4 takeaways from the Facebook whistleblower hearing

Facebook whistleblower, Frances Haugen appears before the Senate Commerce, Science, and Transportation Subcommittee at the Russell Senate Office Building on October 05, 2021 in Washington, DC

Facebook whistleblower Frances Haugen appears before a Senate subcommittee on Oct. 5 in Washington, D.C. Photo: Matt McClain-Pool/Getty Images

Whistleblower Frances Haugen on Tuesday provided rare insight into Facebook's operations during her testimony before the Senate Commerce Subcommittee on Consumer Protection.

What you need to know: The former Facebook product manager sought to expose the social media giant's knowledge of harmful content circulating on its platform and underscored the company's lack of transparency — sparking outrage from both Democrats and Republicans on the committee.

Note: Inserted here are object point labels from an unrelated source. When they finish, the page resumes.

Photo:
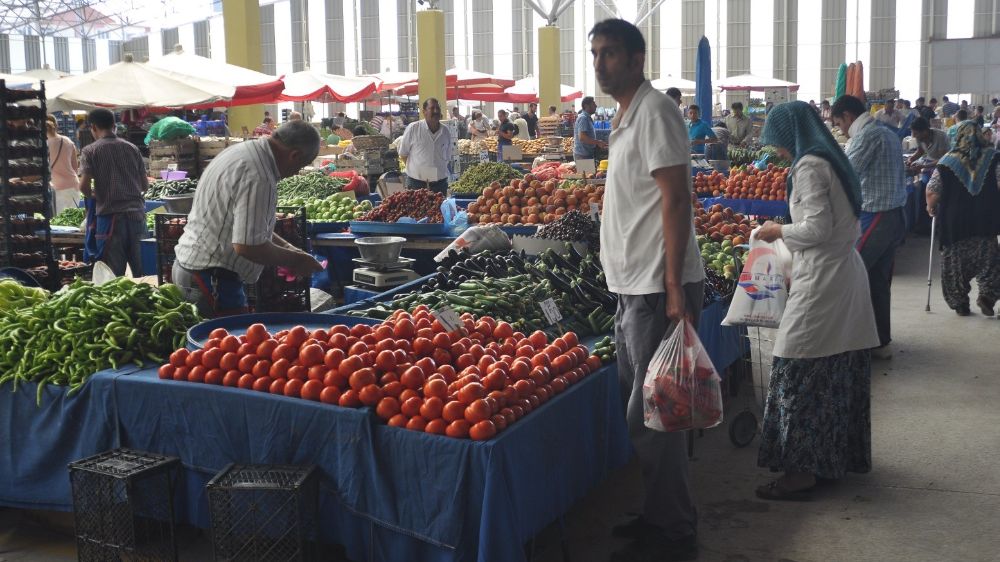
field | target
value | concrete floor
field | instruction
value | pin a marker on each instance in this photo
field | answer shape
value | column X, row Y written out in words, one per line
column 933, row 495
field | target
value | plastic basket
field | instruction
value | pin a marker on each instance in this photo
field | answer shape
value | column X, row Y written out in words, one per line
column 123, row 506
column 264, row 513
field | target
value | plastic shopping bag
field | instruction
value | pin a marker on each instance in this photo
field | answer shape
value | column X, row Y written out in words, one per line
column 762, row 288
column 682, row 388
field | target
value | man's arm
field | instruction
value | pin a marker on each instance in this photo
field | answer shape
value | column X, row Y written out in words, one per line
column 675, row 212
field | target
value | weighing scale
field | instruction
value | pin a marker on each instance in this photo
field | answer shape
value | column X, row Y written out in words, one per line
column 384, row 275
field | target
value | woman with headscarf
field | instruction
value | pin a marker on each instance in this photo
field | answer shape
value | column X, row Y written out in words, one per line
column 817, row 422
column 964, row 196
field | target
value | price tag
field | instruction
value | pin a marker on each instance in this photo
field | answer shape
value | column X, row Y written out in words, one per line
column 551, row 311
column 448, row 318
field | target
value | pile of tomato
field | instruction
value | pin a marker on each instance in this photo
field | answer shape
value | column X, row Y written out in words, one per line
column 469, row 383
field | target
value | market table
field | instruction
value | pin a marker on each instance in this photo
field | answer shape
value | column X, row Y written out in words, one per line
column 387, row 493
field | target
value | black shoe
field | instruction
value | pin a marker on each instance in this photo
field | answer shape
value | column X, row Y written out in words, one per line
column 637, row 528
column 658, row 548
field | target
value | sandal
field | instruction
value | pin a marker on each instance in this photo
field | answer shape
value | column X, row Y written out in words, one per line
column 775, row 491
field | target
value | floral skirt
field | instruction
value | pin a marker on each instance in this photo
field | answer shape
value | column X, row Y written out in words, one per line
column 818, row 416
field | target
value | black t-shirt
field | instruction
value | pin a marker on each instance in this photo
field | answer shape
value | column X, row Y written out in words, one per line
column 532, row 121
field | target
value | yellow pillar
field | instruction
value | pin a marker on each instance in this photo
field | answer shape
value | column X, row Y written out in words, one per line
column 548, row 68
column 241, row 19
column 430, row 57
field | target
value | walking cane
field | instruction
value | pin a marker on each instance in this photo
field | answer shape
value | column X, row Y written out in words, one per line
column 930, row 265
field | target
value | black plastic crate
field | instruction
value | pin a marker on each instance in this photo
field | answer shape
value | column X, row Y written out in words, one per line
column 123, row 506
column 264, row 513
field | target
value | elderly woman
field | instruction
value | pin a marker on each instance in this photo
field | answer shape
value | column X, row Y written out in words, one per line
column 817, row 422
column 963, row 194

1. Haugen says that Facebook knows that some of its platforms are harmful to certain populations, including teenagers — but targets them anyways, AP reports.

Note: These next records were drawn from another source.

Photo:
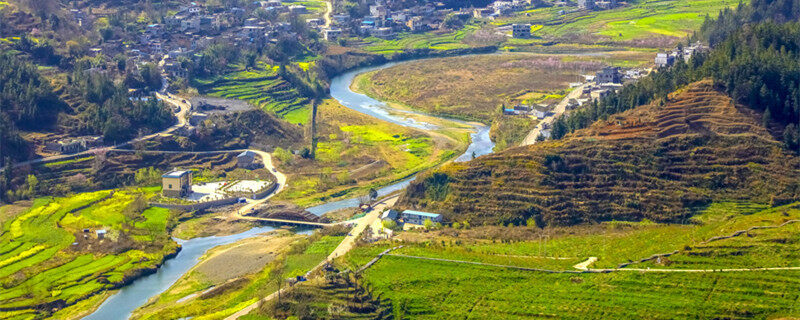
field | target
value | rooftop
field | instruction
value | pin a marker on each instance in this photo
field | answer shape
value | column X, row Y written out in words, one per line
column 420, row 213
column 175, row 174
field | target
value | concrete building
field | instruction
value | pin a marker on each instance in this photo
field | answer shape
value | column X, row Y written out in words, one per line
column 419, row 217
column 608, row 75
column 331, row 34
column 664, row 60
column 415, row 24
column 482, row 13
column 176, row 184
column 522, row 30
column 389, row 215
column 384, row 32
column 246, row 159
column 586, row 4
column 298, row 9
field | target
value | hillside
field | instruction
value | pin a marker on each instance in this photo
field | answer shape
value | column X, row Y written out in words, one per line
column 657, row 162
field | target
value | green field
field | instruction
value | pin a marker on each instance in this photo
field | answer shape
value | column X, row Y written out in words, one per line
column 47, row 262
column 644, row 20
column 261, row 87
column 435, row 290
column 356, row 152
column 300, row 256
column 428, row 40
column 426, row 289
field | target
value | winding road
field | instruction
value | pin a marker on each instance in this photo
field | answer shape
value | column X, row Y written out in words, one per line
column 560, row 108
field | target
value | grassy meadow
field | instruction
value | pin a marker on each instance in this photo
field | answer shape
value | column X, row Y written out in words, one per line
column 428, row 40
column 356, row 152
column 48, row 262
column 473, row 87
column 437, row 289
column 648, row 23
column 211, row 291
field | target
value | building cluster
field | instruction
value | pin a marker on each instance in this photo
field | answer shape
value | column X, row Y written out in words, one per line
column 666, row 59
column 609, row 80
column 192, row 29
column 411, row 217
column 74, row 145
column 388, row 17
column 597, row 5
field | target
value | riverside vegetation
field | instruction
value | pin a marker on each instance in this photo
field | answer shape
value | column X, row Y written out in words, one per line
column 49, row 261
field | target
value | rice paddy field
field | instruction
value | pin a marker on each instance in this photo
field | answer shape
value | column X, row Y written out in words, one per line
column 261, row 87
column 430, row 289
column 51, row 256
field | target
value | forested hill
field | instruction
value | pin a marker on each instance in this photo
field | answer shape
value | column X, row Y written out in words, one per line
column 730, row 21
column 28, row 102
column 723, row 126
column 90, row 103
column 659, row 162
column 758, row 64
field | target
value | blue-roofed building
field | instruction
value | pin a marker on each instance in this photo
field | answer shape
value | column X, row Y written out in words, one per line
column 176, row 184
column 419, row 217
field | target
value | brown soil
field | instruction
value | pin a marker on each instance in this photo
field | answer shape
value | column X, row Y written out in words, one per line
column 655, row 162
column 250, row 255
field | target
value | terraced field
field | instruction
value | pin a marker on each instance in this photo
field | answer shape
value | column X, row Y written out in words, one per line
column 262, row 87
column 116, row 169
column 650, row 23
column 48, row 262
column 460, row 290
column 657, row 163
column 406, row 41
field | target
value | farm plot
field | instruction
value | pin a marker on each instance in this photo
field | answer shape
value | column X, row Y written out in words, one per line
column 454, row 290
column 262, row 87
column 51, row 256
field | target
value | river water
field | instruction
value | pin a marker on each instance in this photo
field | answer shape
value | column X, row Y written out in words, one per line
column 130, row 297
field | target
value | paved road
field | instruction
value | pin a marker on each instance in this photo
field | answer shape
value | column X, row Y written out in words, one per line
column 585, row 265
column 328, row 13
column 181, row 115
column 560, row 108
column 345, row 246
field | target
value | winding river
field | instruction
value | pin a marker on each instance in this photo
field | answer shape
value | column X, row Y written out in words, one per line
column 130, row 297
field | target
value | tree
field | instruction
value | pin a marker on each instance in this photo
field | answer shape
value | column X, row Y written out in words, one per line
column 31, row 182
column 428, row 224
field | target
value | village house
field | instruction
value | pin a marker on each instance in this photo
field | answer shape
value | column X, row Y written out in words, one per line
column 586, row 4
column 608, row 75
column 415, row 24
column 664, row 59
column 389, row 215
column 419, row 217
column 384, row 32
column 331, row 34
column 522, row 30
column 482, row 13
column 298, row 9
column 176, row 184
column 74, row 145
column 246, row 159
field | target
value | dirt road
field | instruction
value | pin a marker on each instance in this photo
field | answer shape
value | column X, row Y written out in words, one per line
column 181, row 115
column 560, row 108
column 329, row 5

  • Haugen told the Senate committee that Facebook is aware of the potential for harm caused by Instagram, which is owned by Facebook, for teenagers who are susceptible to body image concerns.
  • "They know that algorithmic-based rankings, or engagement-based rankings, keeps you on their sites longer. You have longer sessions, you show up more often, and that makes them more money," Haugen said.
  • Haugen during the hearing proposed increasing the minimum age for anybody using social media from 13 years old to 17, the New York Times reports.

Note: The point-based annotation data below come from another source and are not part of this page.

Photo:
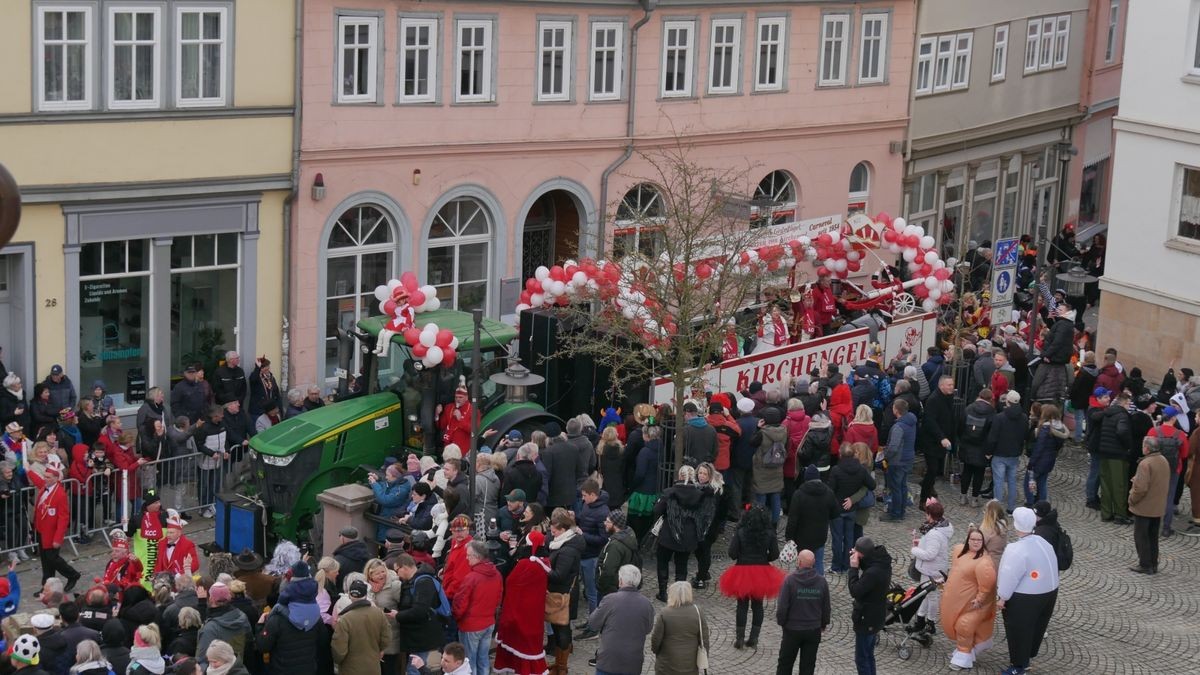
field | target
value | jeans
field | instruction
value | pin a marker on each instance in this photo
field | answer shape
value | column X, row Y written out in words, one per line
column 1092, row 489
column 898, row 487
column 864, row 652
column 588, row 569
column 478, row 644
column 803, row 643
column 775, row 506
column 1041, row 484
column 843, row 533
column 1003, row 476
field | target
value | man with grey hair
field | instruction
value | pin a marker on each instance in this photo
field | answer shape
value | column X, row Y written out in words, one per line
column 624, row 619
column 229, row 380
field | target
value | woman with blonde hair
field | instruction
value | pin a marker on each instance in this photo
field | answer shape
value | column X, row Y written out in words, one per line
column 678, row 631
column 995, row 530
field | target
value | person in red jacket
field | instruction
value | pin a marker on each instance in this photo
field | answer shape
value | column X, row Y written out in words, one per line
column 456, row 567
column 455, row 420
column 177, row 554
column 474, row 607
column 52, row 515
column 124, row 568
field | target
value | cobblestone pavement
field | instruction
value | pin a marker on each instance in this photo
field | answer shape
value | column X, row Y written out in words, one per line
column 1108, row 620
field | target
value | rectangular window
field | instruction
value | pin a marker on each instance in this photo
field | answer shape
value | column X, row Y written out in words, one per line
column 418, row 60
column 772, row 41
column 677, row 54
column 135, row 57
column 606, row 60
column 925, row 65
column 555, row 60
column 474, row 61
column 725, row 63
column 1061, row 40
column 1032, row 39
column 201, row 57
column 834, row 39
column 358, row 61
column 1000, row 54
column 65, row 45
column 1110, row 43
column 1189, row 204
column 942, row 63
column 961, row 78
column 874, row 49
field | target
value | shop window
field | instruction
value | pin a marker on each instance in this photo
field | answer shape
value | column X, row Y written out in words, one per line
column 460, row 254
column 114, row 315
column 360, row 255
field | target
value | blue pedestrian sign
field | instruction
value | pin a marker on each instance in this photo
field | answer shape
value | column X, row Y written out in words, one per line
column 1006, row 252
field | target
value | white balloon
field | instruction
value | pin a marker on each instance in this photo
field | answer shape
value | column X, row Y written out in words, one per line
column 435, row 354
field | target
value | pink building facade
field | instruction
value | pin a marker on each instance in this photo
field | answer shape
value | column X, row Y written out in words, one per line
column 473, row 142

2. Democrats and Republicans both agree Facebook should be regulated — and Haugen called on lawmakers to make it happen.

  • In a rare showing of bipartisanship, senators on both sides of the aisle called for new regulations targeting how Facebook appeals to users and amplifies its content, per AP.
  • "If you closed your eyes, you wouldn't know if it was a Republican or a Democrat," Sen. Richard Blumenthal (D-Conn.) said, per NPR. "Every part of the country has the harms that are inflicted by Facebook and Instagram."
  • Haugen called on Congress to pass laws regulating the social media giant, saying that she does not believe the company will change on its own accord, Axios' Margaret Harding McGill reports.

3. Facebook devotes less time researching misinformation and hate speech on non-English content, Haugen says.

  • Haugen said repeatedly throughout her testimony that Facebook's algorithm stokes misinformation, hate speech and, in some cases, ethnic violence, the MIT Technology Review reports.
  • "Facebook … knows — they have admitted in public — that engagement-based ranking is dangerous without integrity and security systems but then not rolled out those integrity and security systems in most of the languages in the world," Haugen said.
  • "It is pulling families apart. And in places like Ethiopia, it is literally fanning ethnic violence."

4. Haugen says the social media giant lacks transparency.

  • Before leaving Facebook, Haugen said she copied thousands of pages of confidential documents and shared them with regulators, members of Congress and the Wall Street Journal, per NPR.
  • "During my time at Facebook, I came to realize a devastating truth: Almost no one outside of Facebook knows what happens inside Facebook," Haugen told Congress.
  • "The company intentionally hides vital information from the public, from the U.S. government and from governments around the world."

The other side: Minutes after Haugen's testimony, Facebook issued a statement seeking to discredit the former employee, saying that she worked for the company "for less than two years, had no direct reports, never attended a decision-point meeting with C-level executives — and testified more than six times to not working on the subject matter in question," ABC News reports.